Jun 6, 2009

Life And Death - Just A Same Concept

*this is my old post in previos blog. and i feel like to post it again, in here*


I knew from experience that sickness is the most difficult condition in our life rather then heartbreak or a wilderness diving trip.


We think life and death or sickness and health are separate phenomena. We never think life and death are the same; that would be illogical. Only one problem, reality isn’t logical, truth is not rational. Only our minds are.
We spent many days trying to make what we sensed to be important to come out. But when we were in the middle of a long painful sickness and the apprenticeship to the art of life and like any apprentice, we did not have the master’s perspective. Desire, sickness, health, remembering, freedom, fear, were things we had not live sufficiently.


We are so egoistical, so arrogant that we want to make reality into a concept, reduce life to a logical idea. We were so busy looking for meaning for “me”, we spent all our time looking for some concept of truth, and couldn’t hear any wisdom from everybody. We usually ended up playing a game of life and pretend. But truth is what is left when we drop all concepts.


All human beings are ill, therefore I am ill. Our sickness will last as long as there is ignorance and self-clinging. As long as beings are sick, I my self will remain sick. When our own health broke, something hard and bitter in us broke as well. But we do learn how to deal with sick and pain. Who is not or ill in some way?? Death is a one thing at which we cannot fail. When we are trying to be strong, defending ourselves, we can’t let ourselves get sick. We force our self to stay well because we don’t feel strong enough to be vulnerable. It is a way of saying I will remain human.

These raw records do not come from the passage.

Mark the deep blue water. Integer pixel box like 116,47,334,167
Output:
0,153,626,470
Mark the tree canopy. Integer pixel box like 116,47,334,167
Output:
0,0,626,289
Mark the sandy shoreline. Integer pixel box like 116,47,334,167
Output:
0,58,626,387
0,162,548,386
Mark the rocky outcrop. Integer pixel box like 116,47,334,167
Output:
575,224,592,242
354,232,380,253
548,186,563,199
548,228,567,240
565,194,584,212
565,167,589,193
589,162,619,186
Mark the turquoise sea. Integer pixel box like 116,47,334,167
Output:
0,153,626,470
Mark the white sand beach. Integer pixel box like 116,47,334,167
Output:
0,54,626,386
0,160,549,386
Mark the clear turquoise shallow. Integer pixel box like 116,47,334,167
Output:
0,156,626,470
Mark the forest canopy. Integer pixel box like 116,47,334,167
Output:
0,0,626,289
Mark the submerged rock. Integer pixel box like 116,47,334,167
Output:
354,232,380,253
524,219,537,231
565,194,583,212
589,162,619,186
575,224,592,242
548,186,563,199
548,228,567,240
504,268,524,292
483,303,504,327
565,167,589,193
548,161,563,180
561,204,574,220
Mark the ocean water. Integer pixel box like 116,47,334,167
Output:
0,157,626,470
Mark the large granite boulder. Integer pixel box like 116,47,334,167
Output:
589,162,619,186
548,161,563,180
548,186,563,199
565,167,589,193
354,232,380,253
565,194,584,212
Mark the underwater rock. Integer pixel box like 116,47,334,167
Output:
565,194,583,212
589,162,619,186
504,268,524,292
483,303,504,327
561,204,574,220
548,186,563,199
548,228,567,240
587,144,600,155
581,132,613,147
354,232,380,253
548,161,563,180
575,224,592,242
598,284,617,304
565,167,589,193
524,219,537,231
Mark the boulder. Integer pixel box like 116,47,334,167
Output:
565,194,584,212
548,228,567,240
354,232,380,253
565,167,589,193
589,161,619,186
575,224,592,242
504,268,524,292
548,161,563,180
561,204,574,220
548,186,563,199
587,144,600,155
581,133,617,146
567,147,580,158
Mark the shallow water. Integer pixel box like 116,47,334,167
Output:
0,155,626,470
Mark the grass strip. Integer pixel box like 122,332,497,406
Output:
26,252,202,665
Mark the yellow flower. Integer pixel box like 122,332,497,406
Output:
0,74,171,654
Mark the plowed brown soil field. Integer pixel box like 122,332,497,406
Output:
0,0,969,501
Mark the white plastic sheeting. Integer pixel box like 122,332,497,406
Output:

Delusion is a concept. Enlightenment is a concept. Health is a concept, sick is another concept. We seek after health and try to avoid our sickness, seek after enlightenment and try to avoid delusion. All are just concept. Without concept, we find ourselves unbounded, undefined, and our greatest fear is to live without boundaries, without definitions. Everyone and everything can come in.


Finally, all concepts have something to do with a new experience of faith. Not faith as we learn: a compulsory belief in something one can’t really know. There was faith as an ideal. This is more of what I call: “a willingness to take the next step even though what will happen”.

We do not leave make-believe behind when we emerge into so-called-adulthood. We just call it rationalization is more important to life. How difficult it is to know the actuality of our inner voice, to know it is not some fiction we have created, a rationalized mask over our own godless wildness. We want it to be free of our self and were at the same time afraid that to be so was a kind death.